- Developers: Cerulean Games Ascendent Animation
- Publishers: Visible Games Limited Run Games
- Director: Jed Shepherd
- Programmer: RedVonix
- Writer: Jed Shepherd
- Composer: Christopher Escalante
- Platforms: Nintendo Switch; PlayStation 4; PlayStation 5; Windows; Xbox One;
- Genres: Interactive movie Horror
- Mode: Single-player

= Ghosts (video game) =

Upcoming video game

Ghosts is an upcoming interactive movie horror video game written and directed by Jed Shepherd, and developed and published by Cerulean Games, Ascendent Animation, Visible Games, and Limited Run Games. The game is planned for release on Nintendo Switch, PlayStation 4, PlayStation 5, Windows and Xbox One. It will feature creatures designed by online horror artist Trevor Henderson (who also created Siren Head and Cartoon Cat), illustrations by Graham Humphreys and production by Jim Henson's Creature Shop.

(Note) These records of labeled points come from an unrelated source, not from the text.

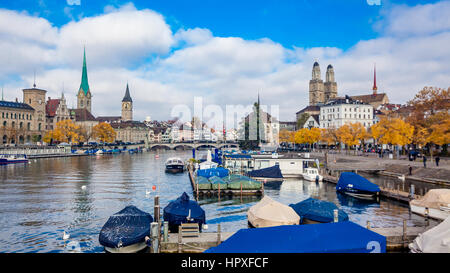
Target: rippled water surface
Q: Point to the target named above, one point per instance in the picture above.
(40, 200)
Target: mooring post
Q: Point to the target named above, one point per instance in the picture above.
(154, 237)
(179, 240)
(166, 231)
(404, 232)
(219, 239)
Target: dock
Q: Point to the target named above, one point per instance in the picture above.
(223, 192)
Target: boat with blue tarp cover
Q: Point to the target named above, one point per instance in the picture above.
(340, 237)
(125, 231)
(219, 172)
(183, 210)
(312, 211)
(355, 185)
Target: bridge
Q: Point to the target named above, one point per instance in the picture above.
(190, 145)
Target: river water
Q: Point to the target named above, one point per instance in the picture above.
(41, 200)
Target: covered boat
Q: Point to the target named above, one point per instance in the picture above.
(269, 174)
(236, 182)
(268, 213)
(203, 183)
(183, 210)
(435, 240)
(355, 185)
(341, 237)
(313, 211)
(219, 172)
(216, 181)
(125, 231)
(435, 204)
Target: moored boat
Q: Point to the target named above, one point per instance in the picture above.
(183, 210)
(357, 186)
(269, 213)
(174, 165)
(313, 211)
(125, 231)
(13, 159)
(434, 204)
(312, 174)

The game revolves around the player, in the role of a television producer behind the fictitious, titular live-action show (stylized in all caps) – a property now purchased by FrighTV, after it initially received lower ratings. The show features the main cast composed entirely of ghost hunters (played by Haley Bishop, Radina Drandova, Jemma Moore, Caroline Ward and Emma Louise Webb). There is also the fictitious urban legend of "the Long Lady" – anyone who would take a look at her would be inflicted with sudden death.

==Gameplay==
The player serves as a TV producer, who is managing a live supernatural-themed TV show. All taking place in real time, the player must look after the show's hosts, as well as managing for the aforementioned show, select footage to edit and include advertisements and film trailers to show to the audience, send out people to help, and interact with neighbours – all while they are trying not to die in the process. The game features a time-based restriction, which will only allow it to function at 10 p.m. in the player's local time. Turning the game off before finishing it will immediately kill the cast of the show.

==Development==
Jed Shepherd came up with the idea for the game during the COVID-19 pandemic lockdown whilst he was looking for horror games to "freak [him] out". The game features the cast of the 2020 film Host, which Shepherd was a writer and executive producer on. The idea to only allow the game to play at 10 p.m. came from the game Boktai: The Sun Is in Your Hand, which features a solar panel - requiring players to go into the sun to battle vampires. A crowdfunding campaign was launched on Kickstarter on April 8, 2021, and ended on May 8, 2021, having raised £183,245 from 2,231 backers.

On June 26, 2021, actors Alice Lowe and Scroobius Pip joined the game's cast. A short video was later posted, featuring the two as the unnamed presenters of the fictitious television series.

During the Limited Run Games LRG3 announcement, the official trailer for the game was shown with a release date of 2025.

On August 30, 2024, at the PAX West convention in Seattle, Washington, a playable demo was shown for the first time.